Princeton University’s Spencer Trask Lectures: John McPhee, Writer and Pioneer of Creative Nonfiction

Writing on the Writing Process: A Reading

Wednesday, November 12, 2014

6:00 pm, McCosh 50

John McPhee, author and pioneer of creative non-fiction, will read from several personal history pieces, all relating to the writing process and to Princeton.

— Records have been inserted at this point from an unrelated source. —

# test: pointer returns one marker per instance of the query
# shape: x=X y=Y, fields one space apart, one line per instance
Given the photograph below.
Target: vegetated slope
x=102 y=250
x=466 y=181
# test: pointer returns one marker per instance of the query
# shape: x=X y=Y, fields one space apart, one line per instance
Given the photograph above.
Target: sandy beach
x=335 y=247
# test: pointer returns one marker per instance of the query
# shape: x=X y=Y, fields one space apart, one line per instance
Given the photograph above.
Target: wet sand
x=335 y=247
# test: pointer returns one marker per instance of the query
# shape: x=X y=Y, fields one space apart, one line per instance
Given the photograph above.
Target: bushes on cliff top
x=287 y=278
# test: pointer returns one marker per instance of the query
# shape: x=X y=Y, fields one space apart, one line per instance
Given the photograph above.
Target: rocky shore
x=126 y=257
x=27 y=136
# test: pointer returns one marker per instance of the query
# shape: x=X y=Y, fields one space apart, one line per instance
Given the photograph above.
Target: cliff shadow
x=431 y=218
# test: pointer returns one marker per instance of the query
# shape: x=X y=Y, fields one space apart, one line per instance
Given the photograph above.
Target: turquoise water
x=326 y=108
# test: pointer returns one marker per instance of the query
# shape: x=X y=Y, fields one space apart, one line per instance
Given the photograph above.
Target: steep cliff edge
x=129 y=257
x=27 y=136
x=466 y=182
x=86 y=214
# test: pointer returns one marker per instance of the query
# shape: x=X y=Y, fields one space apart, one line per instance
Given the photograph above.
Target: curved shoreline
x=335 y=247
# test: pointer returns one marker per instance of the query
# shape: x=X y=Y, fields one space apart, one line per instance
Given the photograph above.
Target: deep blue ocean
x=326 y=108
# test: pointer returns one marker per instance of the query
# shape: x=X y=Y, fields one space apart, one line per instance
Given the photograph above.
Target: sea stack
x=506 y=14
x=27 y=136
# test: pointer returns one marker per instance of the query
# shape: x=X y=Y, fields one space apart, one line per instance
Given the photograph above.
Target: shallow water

John McPhee was born in Princeton, New Jersey, and was educated at Princeton University and Cambridge University. His writing career began at Time magazine and led to his long association with The New Yorker, where he has been a staff writer since 1965. Also in 1965, he published his first book, A Sense of Where You Are, with Farrar, Straus and Giroux, and in the years since, he has written nearly 30 books, including Oranges (1967), Coming into the Country (1977), The Control of Nature (1989), The Founding Fish (2002), Uncommon Carriers (2007), and Silk Parachute (2011). Encounters with the Archdruid (1972) and The Curve of Binding Energy (1974) were nominated for National Book Awards in the category of science. McPhee received the Award in Literature from the Academy of Arts and Letters in 1977.  In 1999, he was awarded the Pulitzer Prize for Annals of the Former World.  He has taught writing at Princeton since 1974.